New Pregnancy Discrimination Law Passes Illinois Senate

On May 20, 2014, the Illinois State Senate approved legislation that would expand the rights of pregnant employees.  House Bill 8, passed by a vote of 57-0, would require Illinois employers to provide employees with reasonable accommodations for conditions related to pregnancy and childbirth.  The accommodations would include frequent water and bathroom breaks, help with manual labor, time-off to recover from childbirth, private non-bathroom space for breast-feeding or pumping, as well as modifications to job duties or work schedules.  The legislation, which is a proposed amendment to the Illinois Human Rights Act, is expected to be passed by the Illinois House of Representative and signed into law by Governor Quinn. 

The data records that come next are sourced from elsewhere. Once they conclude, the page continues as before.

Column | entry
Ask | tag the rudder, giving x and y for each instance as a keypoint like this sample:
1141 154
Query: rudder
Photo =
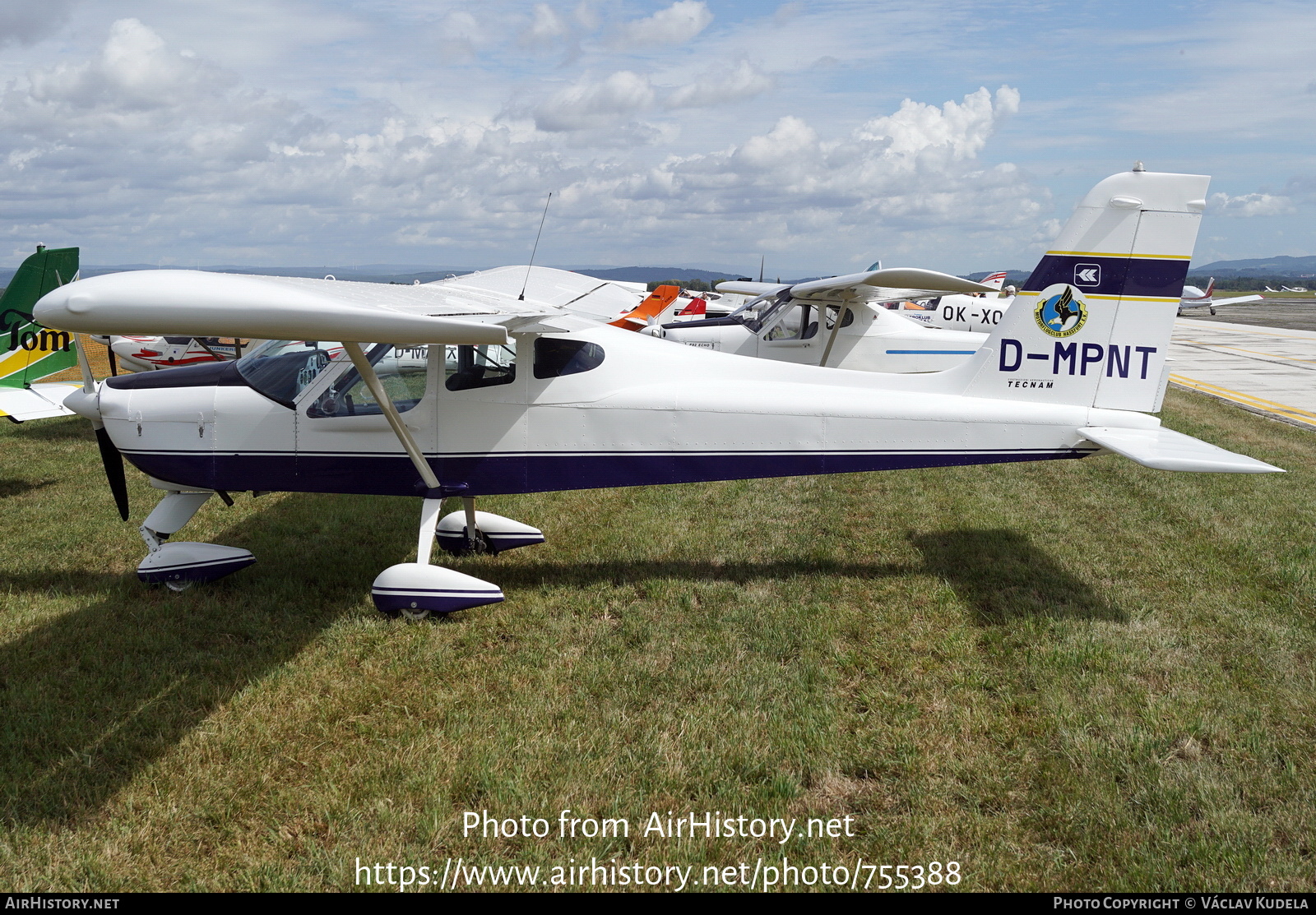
1091 326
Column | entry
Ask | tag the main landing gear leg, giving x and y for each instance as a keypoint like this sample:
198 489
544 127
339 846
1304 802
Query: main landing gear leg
474 541
182 564
418 589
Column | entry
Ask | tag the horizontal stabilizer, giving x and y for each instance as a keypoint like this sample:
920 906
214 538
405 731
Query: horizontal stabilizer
1168 450
1239 300
39 401
888 284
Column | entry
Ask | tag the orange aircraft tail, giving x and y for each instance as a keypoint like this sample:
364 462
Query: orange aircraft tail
651 307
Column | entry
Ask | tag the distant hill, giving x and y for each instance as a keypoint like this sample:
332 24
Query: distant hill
1280 266
656 274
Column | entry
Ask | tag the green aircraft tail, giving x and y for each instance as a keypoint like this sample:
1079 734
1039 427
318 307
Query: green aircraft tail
30 351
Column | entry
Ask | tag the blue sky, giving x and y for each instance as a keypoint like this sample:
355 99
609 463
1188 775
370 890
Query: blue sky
822 134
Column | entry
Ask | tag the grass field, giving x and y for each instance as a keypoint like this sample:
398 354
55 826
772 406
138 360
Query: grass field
1063 676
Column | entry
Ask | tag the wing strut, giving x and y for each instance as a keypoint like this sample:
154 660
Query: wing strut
386 404
840 317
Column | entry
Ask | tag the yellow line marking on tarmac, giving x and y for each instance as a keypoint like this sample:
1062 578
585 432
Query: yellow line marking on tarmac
1247 400
1257 333
1221 346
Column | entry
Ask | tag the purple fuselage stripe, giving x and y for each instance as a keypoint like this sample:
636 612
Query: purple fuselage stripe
388 475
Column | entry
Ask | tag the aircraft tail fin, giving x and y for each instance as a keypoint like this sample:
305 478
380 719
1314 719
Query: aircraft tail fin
1092 322
28 350
651 307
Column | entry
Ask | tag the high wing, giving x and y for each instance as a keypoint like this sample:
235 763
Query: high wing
37 401
197 304
548 285
878 285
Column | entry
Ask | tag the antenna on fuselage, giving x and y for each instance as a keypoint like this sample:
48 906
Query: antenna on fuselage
521 298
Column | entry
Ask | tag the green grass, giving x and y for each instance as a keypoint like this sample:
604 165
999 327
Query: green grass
1065 676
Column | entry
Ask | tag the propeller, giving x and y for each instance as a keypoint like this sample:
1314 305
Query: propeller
109 456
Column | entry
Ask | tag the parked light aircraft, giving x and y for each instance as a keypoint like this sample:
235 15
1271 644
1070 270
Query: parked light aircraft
140 353
540 399
30 351
1195 298
798 322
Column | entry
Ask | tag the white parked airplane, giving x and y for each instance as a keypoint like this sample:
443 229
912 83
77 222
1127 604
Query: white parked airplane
798 322
539 399
138 353
1195 298
975 313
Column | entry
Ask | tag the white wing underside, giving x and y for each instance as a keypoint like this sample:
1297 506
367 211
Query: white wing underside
879 285
39 401
202 304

Pregnancy discrimination is a form of sex discrimination that is already unlawful under federal law--Title VII of the Civil Rights Act of 1964, as amended by the Pregnancy Discrimination Act, and state law--the Illinois Human Rights Act.  Under existing law, it is unlawful for an employer to terminate, refuse to hire, or take other adverse job action against an employee because of his or her gender, which includes pregnancy.  House Bill 8 would increase the legal protections for pregnant employees by requiring a comprehensive set of reasonable job accommodations, with which Illinois employers should quickly familiarize themselves.